View of Enrique Martínez Celaya's installation The Pearl, 2013, at SITE Santa Fe.
The Pearl takes you on a slow nocturnal journey experienced through the eyes of a child. As in Proust’s night visions, time and place are fluid. And as in Proust, the installation maps onto the present a remembered past of conflict, regret, fear and longing. The journey collapses inside and outside, domestic and epic, substance and shadow, sight and sound. The Miami-based Enrique Martínez Celaya, now 49, has an unusually wide range, and his commissions have included projects for the Cathedral of St. John the Divine (New York), the Hermitage (Saint Petersburg) and the Berlin Philharmonic. The Pearl amounts to a midcareer retrospective, a summa of themes that have preoccupied the artist for years.
Freud called dreams the “condensation and displacement” of waking life, in which daytime experiences coalesce and reappear as mutable vignettes and episodes. This could serve as no mean description of The Pearl‘s modus operandi. At SITE, you are led through eight sequential rooms, 12,000 square feet altogether, in which you find houses made of dog food, plywood or paint; a 1950s radio playing a musical composition by the artist; 12 Hummel-like songbird statuettes; a 12-foot-long tarred-and-feathered boat containing a lighthouse; a wall-posted poem; waterworks; motion-generated audio; a walk-through diorama with a taxidermied fox and fake Christmas trees ringing a pond; and 600 cutout butterflies pinned to the walls. This catalogue may sound disconcerting, perhaps even distasteful. But the pleasure—and spookiness—of The Pearl comes from your registering how these things accrete, and how Martínez Celaya invites you to connect them. Besides being about memory, then, the work creates memories for the viewer that ricochet and accumulate.

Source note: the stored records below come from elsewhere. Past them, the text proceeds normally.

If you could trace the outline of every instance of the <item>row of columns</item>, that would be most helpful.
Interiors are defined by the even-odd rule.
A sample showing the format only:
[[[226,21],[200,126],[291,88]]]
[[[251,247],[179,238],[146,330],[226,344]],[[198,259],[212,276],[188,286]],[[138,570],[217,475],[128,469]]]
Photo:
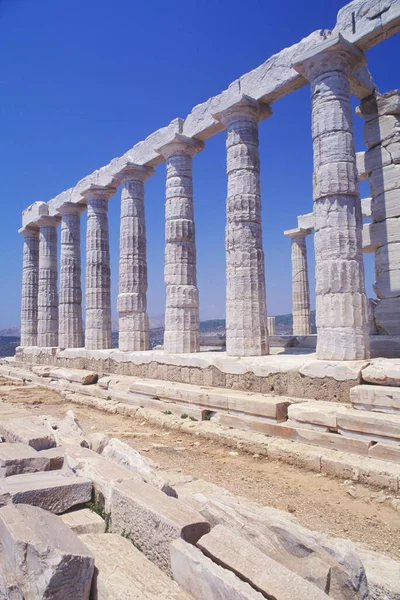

Transparent liquid-filled plastic tubing, suspended from the ceilings, guides you through The Pearl, which is both mindscape and bodyscape, as you discover in the last room. There the tube is bundled with electrical wires (the environment’s nervous system?) and a respirator, attached to a set of polyurethane lungs floating in the pond. Although your path is linear, it’s unclear whether advancing physically carries you forward or backward in time. What you have heard or seen returns in different forms throughout. In the first room a terrifying vision of home assaults you. A video shows a German shepherd devouring the dog-food house (shaped like a classic child’s drawing of a house), accompanied by shrieking sounds. The close-up shot is so intimate that you can almost smell the dog’s breath. Indeed, breath haunts The Pearl, from canine breath, to drowning, to those lungs, to birdsong audio. (In Latin “breath” is spiritus, and in Greek “butterfly” is psyche, or “soul.”) The German shepherd reappears in the form of a terra-cotta cookie jar, behind which hangs an intentionally awkward painting on velvet of this dog watching over a dead fox. The menacing cohabitates with the comforting; the guardian is also the killer.
If The Pearl has a center, it’s a 64-inch-high bronze cast of a boy. The plastic tubing terminates at the sculpture, and tears seem to fall from the boy’s eyes into descending beds of pine needles. These echo the shape of a dock in a 116-by-150-inch painting hung behind the boy. It’s as if the child stepped off the canvas and into the gallery. The liquid is then channeled from the pine needles through a winding trough that empties into the pond. The tube we have previously followed reappears, rising out of the water.The Pearl answers postmodern flatness of affect and layered irony with a heart laid bare, for Martínez Celaya is assured enough to be heartfelt. After traveling through anxiety, violence, nostalgia and song, you’re left with a feeling of tenderness. As an oyster creates a pearl in response to an irritating grain of sand, so the artist cradles memories in The Pearl. SITE has never seen anything quite like it; nor, save in dreams, have you.